AI hallucinations pose risks to businesses because AI systems may produce information that appears correct but is factually incorrect.
Some of the key challenges include:
- Incorrect decisions: Businesses often use AI insights for reports, research, or planning. If the information is wrong, teams may make decisions based on inaccurate data
- Misinformation for customers or employees: AI tools used in chatbots, support systems, or internal assistants may provide incorrect answers. This can confuse customers or mislead employees
- Loss of trust: If AI tools repeatedly produce incorrect information, users may begin to lose trust in the system
- Reputational damage: AI tools designed for public use, such as ChatGPT or Gemini, that generate false content can harm a company’s reputation
- Financial or legal risks: In some cases, incorrect AI outputs can lead to financial losses or compliance issues
How to Prevent Hallucinations in AI-Generated Content
Businesses can reduce AI hallucinations by using a few simple practices that improve the accuracy of AI responses.
Here are a few actionable strategies to prevent AI hallucinations:

1. Train AI models using relevant data sources
Connect the AI system to trusted documents, databases, or knowledge bases. When the AI can access real information, it is less likely to guess or invent answers.
For example, if you are building an AI agent to identify medical conditions, train the model using relevant data sources, like:
- Clinical research data
- Verified medical records
- Expert-reviewed diagnostic reports
2. Use AI grounding to add more data sources
Grounding connects the AI model to external data sources.
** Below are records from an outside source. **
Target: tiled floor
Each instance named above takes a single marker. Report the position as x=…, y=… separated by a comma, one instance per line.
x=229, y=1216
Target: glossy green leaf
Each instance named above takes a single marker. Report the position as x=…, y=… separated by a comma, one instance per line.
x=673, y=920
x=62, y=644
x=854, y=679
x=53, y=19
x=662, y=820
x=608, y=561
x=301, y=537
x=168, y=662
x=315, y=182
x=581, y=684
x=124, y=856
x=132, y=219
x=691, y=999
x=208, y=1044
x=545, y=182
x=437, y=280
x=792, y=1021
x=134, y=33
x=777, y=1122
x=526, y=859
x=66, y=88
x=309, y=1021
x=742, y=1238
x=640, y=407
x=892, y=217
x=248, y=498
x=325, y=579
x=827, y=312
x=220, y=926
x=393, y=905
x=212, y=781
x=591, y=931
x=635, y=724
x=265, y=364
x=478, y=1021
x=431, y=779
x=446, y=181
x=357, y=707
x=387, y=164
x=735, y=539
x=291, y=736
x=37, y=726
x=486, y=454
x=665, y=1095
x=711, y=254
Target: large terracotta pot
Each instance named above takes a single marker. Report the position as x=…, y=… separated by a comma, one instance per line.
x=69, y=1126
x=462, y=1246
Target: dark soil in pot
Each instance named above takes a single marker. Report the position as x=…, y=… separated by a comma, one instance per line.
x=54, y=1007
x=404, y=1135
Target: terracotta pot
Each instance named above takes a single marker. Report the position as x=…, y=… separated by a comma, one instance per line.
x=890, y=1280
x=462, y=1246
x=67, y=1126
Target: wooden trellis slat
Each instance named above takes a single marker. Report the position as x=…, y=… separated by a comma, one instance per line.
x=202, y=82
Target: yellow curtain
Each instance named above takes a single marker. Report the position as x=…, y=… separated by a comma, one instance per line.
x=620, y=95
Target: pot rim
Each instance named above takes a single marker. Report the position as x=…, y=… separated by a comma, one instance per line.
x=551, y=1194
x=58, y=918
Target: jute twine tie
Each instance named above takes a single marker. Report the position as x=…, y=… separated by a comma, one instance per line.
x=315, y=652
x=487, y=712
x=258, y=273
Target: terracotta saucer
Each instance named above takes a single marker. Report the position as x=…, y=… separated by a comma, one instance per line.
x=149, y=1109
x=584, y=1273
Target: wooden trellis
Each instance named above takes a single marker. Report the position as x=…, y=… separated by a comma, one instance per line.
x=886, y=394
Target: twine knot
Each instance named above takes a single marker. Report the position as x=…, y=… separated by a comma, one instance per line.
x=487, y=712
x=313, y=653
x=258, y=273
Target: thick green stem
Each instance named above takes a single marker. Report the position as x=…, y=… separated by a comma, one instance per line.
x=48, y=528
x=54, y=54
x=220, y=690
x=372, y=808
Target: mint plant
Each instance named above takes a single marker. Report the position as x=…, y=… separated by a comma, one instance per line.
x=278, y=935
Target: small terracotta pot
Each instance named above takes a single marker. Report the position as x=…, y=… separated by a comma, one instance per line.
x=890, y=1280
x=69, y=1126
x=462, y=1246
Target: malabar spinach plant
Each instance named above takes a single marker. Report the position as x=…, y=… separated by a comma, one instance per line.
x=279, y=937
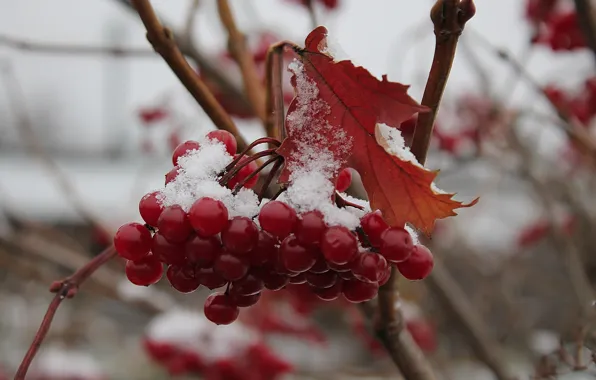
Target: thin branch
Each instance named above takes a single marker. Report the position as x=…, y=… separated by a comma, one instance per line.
x=449, y=18
x=587, y=22
x=70, y=49
x=253, y=86
x=163, y=42
x=66, y=288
This allows the system to generate responses based on real data rather than relying solely on training data.
This allows the large language models to respond using both its training and the connected data sources.
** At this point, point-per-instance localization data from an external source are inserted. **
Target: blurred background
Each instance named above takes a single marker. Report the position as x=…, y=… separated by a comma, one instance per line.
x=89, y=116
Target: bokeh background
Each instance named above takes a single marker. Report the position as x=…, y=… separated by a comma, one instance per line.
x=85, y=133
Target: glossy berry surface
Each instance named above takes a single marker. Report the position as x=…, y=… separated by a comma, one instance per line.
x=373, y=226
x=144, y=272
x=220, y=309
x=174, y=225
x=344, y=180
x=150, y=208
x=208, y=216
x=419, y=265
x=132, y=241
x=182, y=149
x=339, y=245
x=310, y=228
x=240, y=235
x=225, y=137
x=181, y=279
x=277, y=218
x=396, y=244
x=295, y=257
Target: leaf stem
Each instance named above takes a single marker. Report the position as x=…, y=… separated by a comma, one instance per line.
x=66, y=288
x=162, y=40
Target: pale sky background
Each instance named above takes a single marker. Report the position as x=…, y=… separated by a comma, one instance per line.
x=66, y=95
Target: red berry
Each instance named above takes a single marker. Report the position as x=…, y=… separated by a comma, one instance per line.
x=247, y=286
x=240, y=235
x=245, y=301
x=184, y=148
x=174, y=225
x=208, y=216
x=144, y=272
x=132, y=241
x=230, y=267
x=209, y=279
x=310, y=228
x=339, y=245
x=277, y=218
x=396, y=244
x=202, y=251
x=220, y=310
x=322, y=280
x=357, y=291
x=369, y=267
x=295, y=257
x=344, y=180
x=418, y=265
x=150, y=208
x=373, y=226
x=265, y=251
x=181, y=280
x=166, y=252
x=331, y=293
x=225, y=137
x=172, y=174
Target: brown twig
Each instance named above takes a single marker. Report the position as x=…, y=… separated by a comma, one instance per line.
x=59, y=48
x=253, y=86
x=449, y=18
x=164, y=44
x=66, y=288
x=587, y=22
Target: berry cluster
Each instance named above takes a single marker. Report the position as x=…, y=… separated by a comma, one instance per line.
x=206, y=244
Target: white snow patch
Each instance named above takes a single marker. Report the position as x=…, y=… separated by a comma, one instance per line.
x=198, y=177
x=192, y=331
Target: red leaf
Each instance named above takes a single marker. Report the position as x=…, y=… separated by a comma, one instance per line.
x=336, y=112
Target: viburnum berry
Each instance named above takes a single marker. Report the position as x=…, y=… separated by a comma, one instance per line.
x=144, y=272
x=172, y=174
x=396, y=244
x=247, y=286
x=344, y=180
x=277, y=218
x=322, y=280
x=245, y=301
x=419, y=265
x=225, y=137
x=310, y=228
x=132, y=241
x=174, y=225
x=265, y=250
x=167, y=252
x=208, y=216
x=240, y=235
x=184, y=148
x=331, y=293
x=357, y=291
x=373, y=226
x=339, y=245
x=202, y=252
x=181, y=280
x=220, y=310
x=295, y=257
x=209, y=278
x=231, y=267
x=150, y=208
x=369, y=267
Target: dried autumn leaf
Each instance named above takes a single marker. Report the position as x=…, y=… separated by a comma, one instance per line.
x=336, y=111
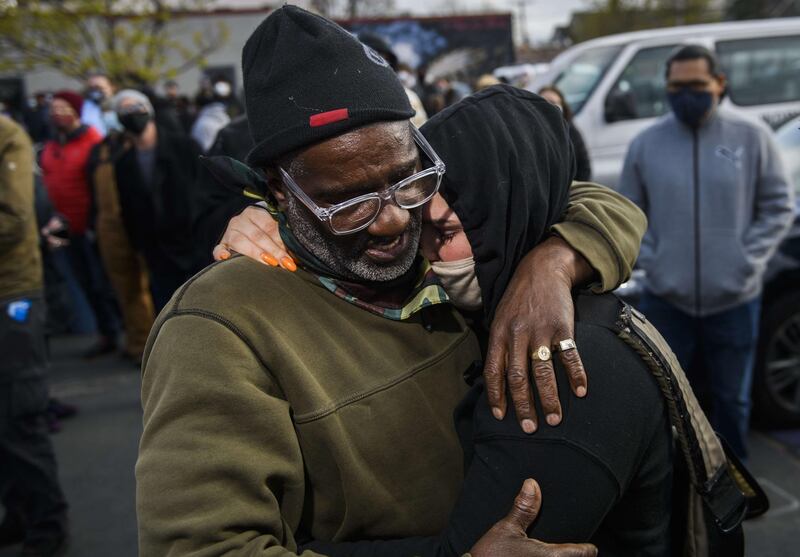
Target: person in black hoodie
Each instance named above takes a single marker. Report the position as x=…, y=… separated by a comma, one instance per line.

3. Review outputs from language models
Human review is important when accuracy matters. Checking AI responses helps identify mistakes before the information is shared with customers or used for decisions.
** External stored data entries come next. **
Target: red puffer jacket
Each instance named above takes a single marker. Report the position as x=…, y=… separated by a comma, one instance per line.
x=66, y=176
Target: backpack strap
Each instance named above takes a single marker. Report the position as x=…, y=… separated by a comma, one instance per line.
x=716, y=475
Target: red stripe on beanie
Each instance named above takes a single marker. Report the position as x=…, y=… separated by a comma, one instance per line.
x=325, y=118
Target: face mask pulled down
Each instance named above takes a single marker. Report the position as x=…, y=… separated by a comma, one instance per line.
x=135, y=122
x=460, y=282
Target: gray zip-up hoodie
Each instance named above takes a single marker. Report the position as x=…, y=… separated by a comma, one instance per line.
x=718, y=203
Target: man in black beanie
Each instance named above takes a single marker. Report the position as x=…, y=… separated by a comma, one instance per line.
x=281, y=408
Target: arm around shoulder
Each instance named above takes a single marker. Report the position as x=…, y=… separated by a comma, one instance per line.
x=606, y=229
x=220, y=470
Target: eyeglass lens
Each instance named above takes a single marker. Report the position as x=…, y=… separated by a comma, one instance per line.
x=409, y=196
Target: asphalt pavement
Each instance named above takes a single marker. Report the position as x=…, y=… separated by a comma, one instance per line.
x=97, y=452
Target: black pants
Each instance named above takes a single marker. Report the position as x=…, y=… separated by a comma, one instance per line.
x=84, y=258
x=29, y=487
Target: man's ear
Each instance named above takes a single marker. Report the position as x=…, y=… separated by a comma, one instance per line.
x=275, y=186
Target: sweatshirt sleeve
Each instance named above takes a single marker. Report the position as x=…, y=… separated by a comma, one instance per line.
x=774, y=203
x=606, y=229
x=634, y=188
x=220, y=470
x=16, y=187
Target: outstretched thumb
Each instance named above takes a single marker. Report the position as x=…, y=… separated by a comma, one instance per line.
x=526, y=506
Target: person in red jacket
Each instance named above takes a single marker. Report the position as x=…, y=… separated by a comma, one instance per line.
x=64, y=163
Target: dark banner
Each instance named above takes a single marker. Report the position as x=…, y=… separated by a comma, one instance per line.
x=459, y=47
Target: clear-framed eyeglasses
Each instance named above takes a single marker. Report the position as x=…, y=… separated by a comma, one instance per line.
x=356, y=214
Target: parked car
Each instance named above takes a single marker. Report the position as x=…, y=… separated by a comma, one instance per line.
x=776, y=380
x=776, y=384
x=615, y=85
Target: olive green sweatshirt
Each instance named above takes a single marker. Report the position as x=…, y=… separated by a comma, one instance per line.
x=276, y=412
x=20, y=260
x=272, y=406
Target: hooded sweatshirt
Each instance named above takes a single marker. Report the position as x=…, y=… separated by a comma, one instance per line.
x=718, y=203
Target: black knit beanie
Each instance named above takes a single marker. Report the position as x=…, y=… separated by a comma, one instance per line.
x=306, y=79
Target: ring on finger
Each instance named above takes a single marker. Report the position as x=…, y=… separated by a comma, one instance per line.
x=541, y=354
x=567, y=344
Here are a few strategies you can use:
- Verify sources and references mentioned in the response
- Correct errors and update prompts to improve future outputs
- Review responses for clarity and accuracy before sending them to users
4. Improve prompts and instructions
Clear prompting help the AI understand what the user wants. When questions and instructions are specific, the AI is more likely to generate correct answers.
For example, we often ask an LLM, 'What's AI hallucination?' This is a vague prompt.
Instead, we can ask: 'Explain AI hallucinations in simple terms for a beginner audience in 3–4 sentences.'
The second prompt gives the AI clear instructions about the topic, audience, and length. This helps the system generate a more accurate and useful response.
5. Update and maintain data sources
AI systems work best when their data sources are current and accurate. Regular updates help reduce outdated or misleading responses.
This is especially important for topics that change often, such as company policies, product information, or industry data.
AI hallucinations can cause problems when businesses use AI tools. The system may give answers that sound right but are wrong. By using good data, clear prompts, and human checks, you can reduce these mistakes. This helps teams trust AI more and use it safely for customer support, research, and everyday work.